Se constituer partie civile : c’est ce qu’espère pouvoir faire l’avocat clermontois Jean-Louis Borie, qui intervient « en tant que militant local de la Ligue des droits de l’homme. » Des amis du jeune homme l’ont contacté, assurait-il dans la matinée au « Nouvel Observateur » : « ils m’ont dit qu’ils avaient besoin d’aide et m’ont demandé de ne pas les laisser seuls ». Si l’avocat ne peut pas se constituer partie civile au nom de l’association, il fera preuve de soutien « via des actions aux côtés des jeunes et un suivi indirect de l’information judiciaire, pour veiller à ce que ça avance rapidement. »

C’est notamment cela qui inquiète l’avocat et les quelques 500 personnes qui ont manifesté samedi dans le centre-ville de Clermont. « Personne au-dessus des lois. Stop bavures !!! On est tous avec toi Wissam », pouvait-on lire sur leur banderole. Me Jean-Louis Borie ne veut pas préjuger de la suite de l’enquête, mais confie avoir été « surpris » par « la communication très pudique » du procureur : « il a insisté sur les substances toxiques absorbées par le jeune homme, et n’a même pas fait état des possibles mises en examen des policiers ». Il évoque avec prudence des « échos » recueillis auprès de jeunes de la Gauthière : « il semblerait que le jeune homme ait reçu du gaz lacrymogène alors qu’il était menotté dans le dos. » Et s’interroge : « pourquoi n’a-t-il pas été conduit immédiatement à l’hôpital plutôt que de passer par le commissariat ? »

Alors que le préfet a fait preuve de fermeté en affirmant samedi qu’il « ne laissera pas s’installer de zone de non-droit à Clermont-Ferrand », Jean-Louis Borie, présent lors de la marche, a rencontré des jeunes « bouillonnants », qui « veulent la vérité. » Cet événement réveille, selon lui, un « malaise qui commence à prendre de l’ampleur : le problème général du rapport entre jeunes et policiers, la multiplication des contrôles au faciès, y compris à Clermont-Ferrand jusqu’ici plutôt épargnée. »
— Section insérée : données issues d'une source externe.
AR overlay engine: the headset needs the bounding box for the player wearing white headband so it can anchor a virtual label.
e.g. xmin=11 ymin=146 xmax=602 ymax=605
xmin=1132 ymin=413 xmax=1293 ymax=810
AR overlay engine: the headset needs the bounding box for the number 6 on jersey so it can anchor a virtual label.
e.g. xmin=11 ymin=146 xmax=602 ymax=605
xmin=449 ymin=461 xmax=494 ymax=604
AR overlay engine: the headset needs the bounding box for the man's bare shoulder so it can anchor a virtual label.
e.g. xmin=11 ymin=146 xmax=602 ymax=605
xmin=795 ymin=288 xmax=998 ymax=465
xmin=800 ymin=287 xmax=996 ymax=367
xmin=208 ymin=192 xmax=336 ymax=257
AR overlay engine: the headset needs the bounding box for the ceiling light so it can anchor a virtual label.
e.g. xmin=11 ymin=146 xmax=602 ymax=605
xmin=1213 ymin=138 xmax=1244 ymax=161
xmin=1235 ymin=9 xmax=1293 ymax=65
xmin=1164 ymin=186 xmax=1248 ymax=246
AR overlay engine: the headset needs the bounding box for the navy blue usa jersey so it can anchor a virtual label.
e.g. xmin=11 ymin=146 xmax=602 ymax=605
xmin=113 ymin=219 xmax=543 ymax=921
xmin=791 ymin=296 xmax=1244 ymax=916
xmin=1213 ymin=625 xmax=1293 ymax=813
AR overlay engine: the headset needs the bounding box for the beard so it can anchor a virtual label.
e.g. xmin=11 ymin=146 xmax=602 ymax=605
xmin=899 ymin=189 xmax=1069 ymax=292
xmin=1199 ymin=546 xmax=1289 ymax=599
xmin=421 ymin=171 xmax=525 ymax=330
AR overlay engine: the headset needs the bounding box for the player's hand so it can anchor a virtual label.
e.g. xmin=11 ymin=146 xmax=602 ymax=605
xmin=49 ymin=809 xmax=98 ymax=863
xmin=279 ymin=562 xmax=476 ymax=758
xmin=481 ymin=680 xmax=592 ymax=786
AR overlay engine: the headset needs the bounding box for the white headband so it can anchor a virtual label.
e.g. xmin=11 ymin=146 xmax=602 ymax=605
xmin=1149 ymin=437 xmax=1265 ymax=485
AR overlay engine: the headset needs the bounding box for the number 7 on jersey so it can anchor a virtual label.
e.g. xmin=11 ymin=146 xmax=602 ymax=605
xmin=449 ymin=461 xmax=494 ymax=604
« Au moins une comparution immédiate » ce lundi

Me Borie conseille lui aussi à « la justice d’agir vite si on ne veut pas que les jeunes fassent eux-mêmes justice dans la rue. » Et s’inquiète : « si l’enquête tarde trop et qu’en parallèle les jeunes interpellés ce week-end sont jugés en comparution immédiate, que va-t-il se passer ? » La préfecture précise au « Nouvel Observateur » que « dans le cadre des dégradations, d’autres personnes sont susceptibles d’être interpellées » et qu' »au moins une comparution immédiate » était d’ores et déjà prévue ce lundi. C’était avant l’annonce du décès.

Egalement contacté à plusieurs reprises par « Le Nouvel Observateur », le parquet de Clermont-Ferrand n’était pas disponible pour répondre à nos questions.